Отсрочка кончилась с восходом солнца. В тот день Рябов еще дважды оказывался в воде. И велосипедная камера, интуитивно придуманный спасательный круг, спасла Николая Федоровича, а может быть, и того неизвестного паренька. Она помогала держаться на воде, и Рябов мог тащить за волосы, рукава к обломкам досок, к шлюпкам кого-то… сколько-то людей. После таких передряг, говорят, люди седеют. А вот у него не прибавилось ни одного седого волоса. Только сердце стало барахлить. Бот и сейчас пришлось проглотить таблетку.
Николай Федорович вспомнил все так явственно, будто трижды тонул вчера. Он не был суеверен. Но сейчас зябко повел плечами…
Зашел замполит. Он был крайне озабочен.
— Не могу понять, почему японцы не опечатали радиорубку? Почему они не просто разрешают, а, я бы сказал, провоцируют на радиосвязь?
— Меня это тоже беспокоит…
— Может быть, ловушка?
— В которую мы, как глупый мышонок, полезем? Вы правы, думаю, у радиоспецов на флагмане и здесь, на эсминце, уши распухли от ожидания.
— Но пока эфир наш… Я понимаю, вы можете посмеяться над моей сугубо штатской идеей.
— И я штатский. Какая идея?
— Семьи на берегу давно не знают, где мы, что с нами. В пароходстве могут решить, конечно, что мы с ума посходили.
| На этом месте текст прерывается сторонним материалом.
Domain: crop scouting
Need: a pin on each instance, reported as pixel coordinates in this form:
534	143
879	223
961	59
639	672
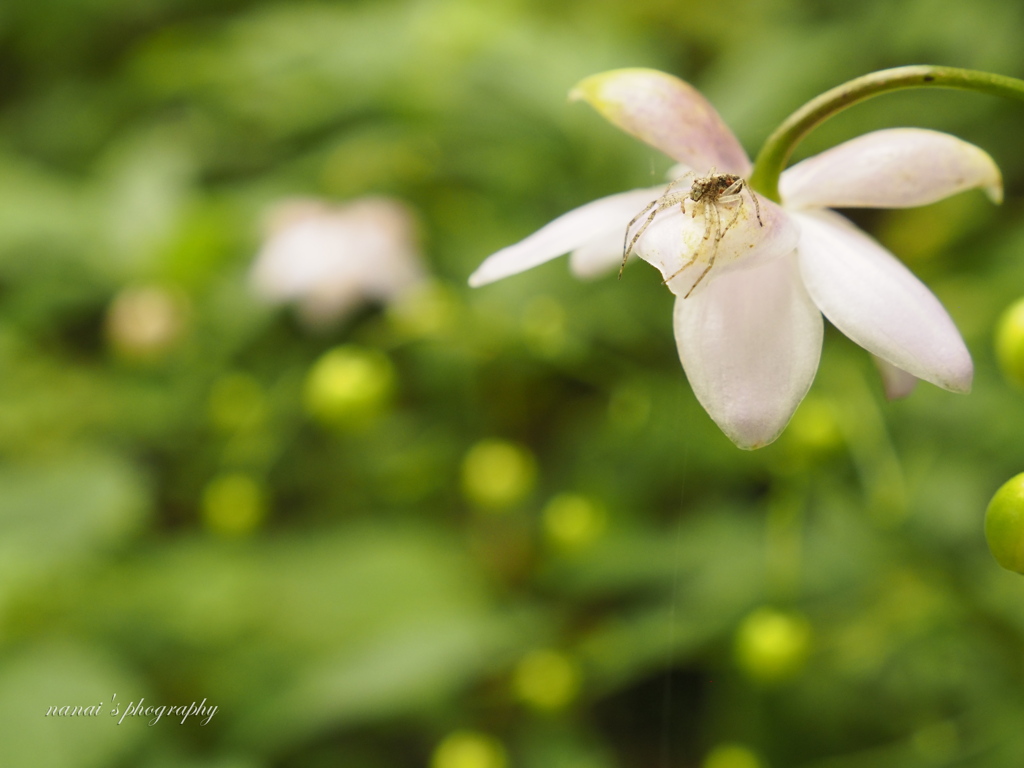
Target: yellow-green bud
497	474
1010	343
546	680
1005	524
772	645
469	750
348	386
233	504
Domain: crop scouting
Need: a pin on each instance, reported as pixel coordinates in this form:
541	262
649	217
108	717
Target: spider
706	193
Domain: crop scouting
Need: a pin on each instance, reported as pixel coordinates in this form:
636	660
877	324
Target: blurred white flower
750	333
330	259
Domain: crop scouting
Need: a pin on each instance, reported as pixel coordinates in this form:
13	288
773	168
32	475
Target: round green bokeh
1005	524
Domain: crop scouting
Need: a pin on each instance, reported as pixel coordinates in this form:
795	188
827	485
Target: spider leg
711	263
722	231
628	249
706	207
757	208
714	249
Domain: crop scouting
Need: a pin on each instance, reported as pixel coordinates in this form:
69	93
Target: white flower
750	334
331	259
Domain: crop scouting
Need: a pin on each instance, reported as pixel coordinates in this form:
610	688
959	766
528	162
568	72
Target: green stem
773	156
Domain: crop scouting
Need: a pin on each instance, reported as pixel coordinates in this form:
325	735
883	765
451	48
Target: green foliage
474	527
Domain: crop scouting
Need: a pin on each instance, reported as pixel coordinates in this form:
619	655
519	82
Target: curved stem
776	150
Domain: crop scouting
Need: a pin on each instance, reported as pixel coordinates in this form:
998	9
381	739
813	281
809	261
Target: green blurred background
511	537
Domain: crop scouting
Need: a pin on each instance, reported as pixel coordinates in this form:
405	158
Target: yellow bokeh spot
772	645
348	386
497	474
546	680
731	756
233	504
572	521
469	750
814	427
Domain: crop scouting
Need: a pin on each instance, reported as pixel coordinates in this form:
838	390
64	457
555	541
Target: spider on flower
707	194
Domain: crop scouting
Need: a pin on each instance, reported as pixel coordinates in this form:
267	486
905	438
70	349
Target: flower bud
1010	343
348	386
546	680
497	474
1005	524
572	521
233	504
771	645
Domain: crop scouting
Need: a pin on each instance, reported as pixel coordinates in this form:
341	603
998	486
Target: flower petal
749	236
564	233
599	255
750	343
668	114
897	382
896	168
872	298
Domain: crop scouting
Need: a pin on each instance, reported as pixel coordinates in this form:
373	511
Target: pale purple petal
750	343
872	298
668	114
675	239
897	382
599	255
565	233
895	168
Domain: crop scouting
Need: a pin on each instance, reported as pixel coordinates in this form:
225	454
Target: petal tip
994	190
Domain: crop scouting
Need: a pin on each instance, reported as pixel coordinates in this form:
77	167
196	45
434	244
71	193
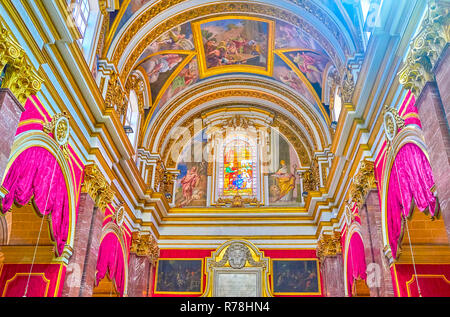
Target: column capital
20	76
362	183
426	47
328	245
144	245
97	187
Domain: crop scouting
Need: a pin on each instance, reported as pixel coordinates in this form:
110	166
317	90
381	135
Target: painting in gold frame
231	44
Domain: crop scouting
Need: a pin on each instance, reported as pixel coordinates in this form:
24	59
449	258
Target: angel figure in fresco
179	40
157	66
188	184
307	66
285	180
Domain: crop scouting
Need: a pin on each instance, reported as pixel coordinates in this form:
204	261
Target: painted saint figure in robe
285	181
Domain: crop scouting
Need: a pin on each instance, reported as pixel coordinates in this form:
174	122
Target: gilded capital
20	76
328	245
362	183
426	48
144	245
97	187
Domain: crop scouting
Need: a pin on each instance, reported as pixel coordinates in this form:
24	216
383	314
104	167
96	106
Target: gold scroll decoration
328	245
97	187
426	47
19	75
362	183
144	245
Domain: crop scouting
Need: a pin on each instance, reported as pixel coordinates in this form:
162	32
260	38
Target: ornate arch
34	138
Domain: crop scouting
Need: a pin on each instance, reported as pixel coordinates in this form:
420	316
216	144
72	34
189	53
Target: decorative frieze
426	47
145	245
328	245
362	183
19	75
97	187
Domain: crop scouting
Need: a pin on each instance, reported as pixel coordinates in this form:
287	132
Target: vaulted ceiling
197	55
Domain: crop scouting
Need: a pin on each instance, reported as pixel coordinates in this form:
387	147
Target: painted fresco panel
291	277
179	276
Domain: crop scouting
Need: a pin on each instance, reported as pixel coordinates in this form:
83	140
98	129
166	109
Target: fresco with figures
179	276
191	183
295	277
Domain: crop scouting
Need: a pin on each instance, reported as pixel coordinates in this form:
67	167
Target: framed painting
234	44
296	277
179	276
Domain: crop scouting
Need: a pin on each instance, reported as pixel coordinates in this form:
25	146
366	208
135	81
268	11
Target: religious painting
191	183
185	78
158	69
283	73
179	276
295	277
312	65
289	36
178	38
283	187
238	170
234	44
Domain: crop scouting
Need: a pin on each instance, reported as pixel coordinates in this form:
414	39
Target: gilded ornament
144	245
328	245
362	183
97	187
426	47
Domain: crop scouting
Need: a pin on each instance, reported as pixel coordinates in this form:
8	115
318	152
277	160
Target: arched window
238	167
131	122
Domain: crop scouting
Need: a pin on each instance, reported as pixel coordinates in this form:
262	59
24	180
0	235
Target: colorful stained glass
238	169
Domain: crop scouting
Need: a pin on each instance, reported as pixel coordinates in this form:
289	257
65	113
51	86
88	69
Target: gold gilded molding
97	187
196	14
362	183
328	245
20	76
144	245
426	47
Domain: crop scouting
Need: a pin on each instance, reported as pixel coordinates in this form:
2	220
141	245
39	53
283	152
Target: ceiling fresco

В такое время… Но, может быть, краткие телеграммы собрать у команды и послать?.. — Олег Константинович смутился и замолк под пристальным взглядом капитана.
— Ну что ж… начните с себя.
— Мне некому. Я ведь беспризорщина двадцатых годов. Да и в мужья пока никому не подошел.
— Вы мне об этом не говорили.
— Но вы и не спрашивали.
— Да, простите…
— Чепуха… Если позволите, я обойду людей — и тех, что на вахте, и тех, что в каютах. Так практичнее будет, быстрее.
— Идите, Олег Константинович. Спасибо за идею. Жаль, мне она в голову не пришла.
Помполит начал обход с кочегарки. Сажин никак не мог взять в толк, что хочет от него Соколов, зачем сует в черные лапы аккуратный блокнотик и вечное перо. Пришлось растолковать, вот, моя, появилась такая замечательная возможность. Есть разрешение капитана. Никогда еще помполит не видел на сухом, желчном лице Сажина такой удивительной детской улыбки:
— А я уж привык, что в рейсе все равно как без вести пропавший!
Но блокнот и ручку не взял:
— Измажу. Пиши сам, Олег Константинович. То ж телеграмма, не письмо, все равно жинка печатные буквы получит. Пиши: “Жив, здоров, чего и тебе желаю. О детях не спрашиваю, сама скажешь, когда свидимся”. И подпись мою. А еще перед подписью, что целую, можно вставить? — Кочегар Сажин развеселился, ткнул Марью Ковалик черенком лопаты: — А для нее напиши: Владивосток, всем парням сразу. Готовьте оркестр, а Сажину — пива бочку. Мол, заскучал без пива кочегар.